Magistrate Joe Mifsud was, in fact, found to have breached the code of ethics for members of the judiciary, when he expressed his opinion in a judgement he passed on a case of illegal trapping. In a complaint filed against the magistrate by BirdLife CEO Mark Sultana, the CAJ had to decide whether Mifsud breached the code of ethics when he delivered a decree ahead of a sentence in which a man accused of illegal trapping was cleared of all charges.

In the decree, Mifsud listed a number of recommendations related to technical details that seemed to have nothing to do with the case at hand, and which echoed arguments put forward by the hunting lobby. The complainant argued that the points raised in the decree had nothing to do with the facts of the case before the courts, and dealt with a political issue on which there were differing views.

In its ruling, the Commission said that it had no doubt that the magistrate’s intentions were benign. “But this does not mean that the magistrate was right to issue the decree, and for a number of reasons.”

The first was that in order for justice to appear to be done, it was important for the courts to appear impartial. “The role of the court is to administer justice by deciding on the merits of the proceedings it has before it and to interpret the applicable laws in each case. Members of the judiciary should limit themselves to this and should not enter into, or express themselves, in relation to controversies that have nothing to do with the case before the court. There is no doubt that the there is no agreement by the various interested parties regarding the three points raised in the decree.”

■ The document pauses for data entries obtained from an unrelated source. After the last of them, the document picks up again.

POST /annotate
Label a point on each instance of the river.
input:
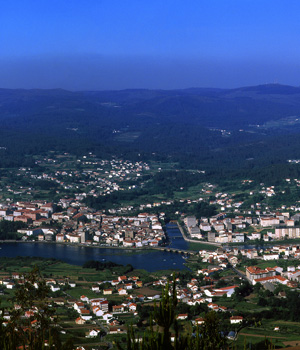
(75, 255)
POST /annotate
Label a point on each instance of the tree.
(207, 337)
(31, 324)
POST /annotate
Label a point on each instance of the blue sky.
(117, 44)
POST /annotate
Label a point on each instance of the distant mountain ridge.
(200, 126)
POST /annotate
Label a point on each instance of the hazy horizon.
(159, 45)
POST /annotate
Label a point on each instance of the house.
(182, 316)
(80, 320)
(92, 333)
(95, 289)
(122, 291)
(236, 319)
(254, 272)
(97, 311)
(107, 291)
(118, 309)
(199, 321)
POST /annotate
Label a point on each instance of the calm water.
(148, 260)
(175, 236)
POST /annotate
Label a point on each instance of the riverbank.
(193, 241)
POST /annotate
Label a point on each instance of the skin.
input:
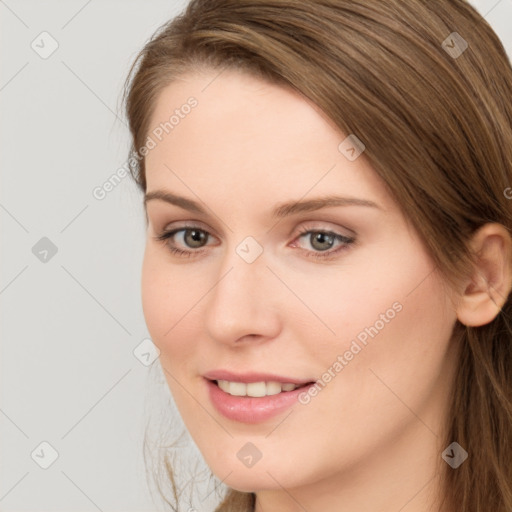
(371, 439)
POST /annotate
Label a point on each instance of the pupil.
(322, 238)
(194, 238)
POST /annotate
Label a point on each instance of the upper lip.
(253, 377)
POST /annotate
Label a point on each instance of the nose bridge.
(240, 302)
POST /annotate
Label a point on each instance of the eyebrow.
(280, 211)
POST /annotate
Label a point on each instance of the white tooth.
(273, 388)
(224, 385)
(256, 389)
(237, 389)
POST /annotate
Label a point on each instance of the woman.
(327, 272)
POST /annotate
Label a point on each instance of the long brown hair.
(427, 86)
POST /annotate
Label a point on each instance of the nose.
(243, 303)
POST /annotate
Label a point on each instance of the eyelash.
(325, 255)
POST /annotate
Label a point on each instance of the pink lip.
(253, 377)
(246, 409)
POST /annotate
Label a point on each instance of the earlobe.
(487, 289)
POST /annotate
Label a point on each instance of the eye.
(323, 241)
(192, 237)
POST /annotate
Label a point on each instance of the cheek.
(171, 296)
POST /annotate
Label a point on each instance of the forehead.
(247, 135)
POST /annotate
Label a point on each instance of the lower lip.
(248, 409)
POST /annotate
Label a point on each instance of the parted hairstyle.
(437, 127)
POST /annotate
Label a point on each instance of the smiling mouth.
(257, 389)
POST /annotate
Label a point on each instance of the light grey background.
(70, 324)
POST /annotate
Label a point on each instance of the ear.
(488, 287)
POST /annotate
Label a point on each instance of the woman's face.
(276, 286)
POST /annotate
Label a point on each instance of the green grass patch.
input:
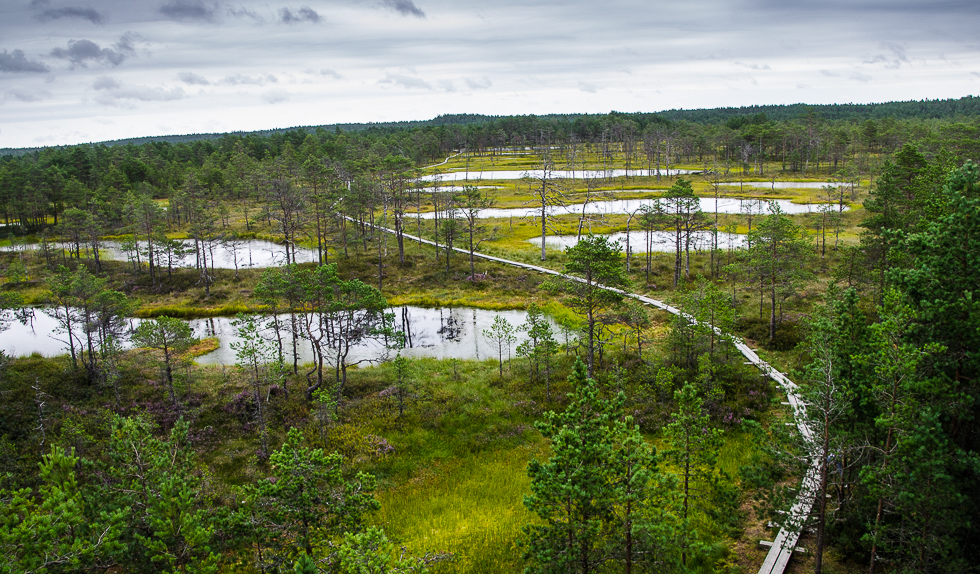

This is the substance of the ruling that MaltaToday chose to publish in defiance of a court ban. And given that the impartiality of the Maltese justice system is of paramount importance, this newspaper feels fully justified in publishing the details of an internal report in which the Courts appear to be concerned with their own impartiality: even if just in this one case.

But the same ruling suggests that such digressions are by no means limited to just this one case: the committee also dismissed Mifsud’s own arguments that he had in the past expressed his views on a number of subjects, including roadworks.

Ultimately, a balance has to be struck between respecting the Court’s decision to operate behind closed doors, and the right of the public to know when the Maltese justice system is itself in the dock.

In this case, MaltaToday felt the balance fell firmly in the latter’s favour.